3.1 Ecological network analysis

Network environ analysis (NEA) and ascendency theory are two important while independent lines of ENA. Each of them has advantages in dealing with complicated ecological networks. NEA can identify the direct and indirect ecological relationships and investigates system level properties of ecosystems. Ascendency ttheory deals with the joint quantification of overall system activity with the organization of component processes and could be used specifically to assess function of a system [16, 18].
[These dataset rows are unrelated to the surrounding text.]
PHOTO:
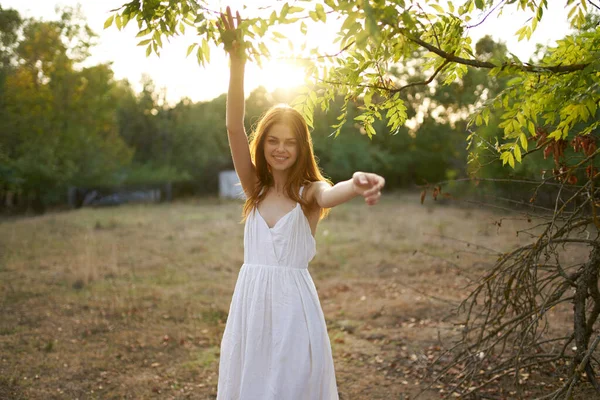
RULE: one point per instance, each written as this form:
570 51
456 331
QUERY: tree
551 101
58 127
3.1.1 Network environ analysis

(1) Network control analysis

Environ concept is introduced first because it is critical to understand the control analysis. Here ‘environ’ is defined as the within system environment of each system component, inclusive of the component, and note that every component has both an input environ and an output environ [28, 29]. They considered each component is influenced by components in its input environ, and influences components with its output environ as part of the network. The interdependence can be achieved by looking at the contribution of each component to the other component’s input and output environs, respectively [28, 29]. Thus, they developed a control matrix CN = (cnij=nij/n’ji) as the ratio of integral flow from compartment j to i to the integral flow from i to j. Compartment j is said to dominate i if its output environ effect on i is larger than input environ effect on j (cnij=nij/nji’>1). Contrarily, if the output environ of j has less influence on i than i receives as input from j, then j is said to be dependent on or controlled by i. The control relationship is further modified such that when nij/nji’<1, cnij=1-nij/nji’, otherwise cnij=0 [29]. Since the control matrix CN was built on the integral flow matrices, it gives an overall result to describe pair-wise control and dependency relationships between two regions/countries.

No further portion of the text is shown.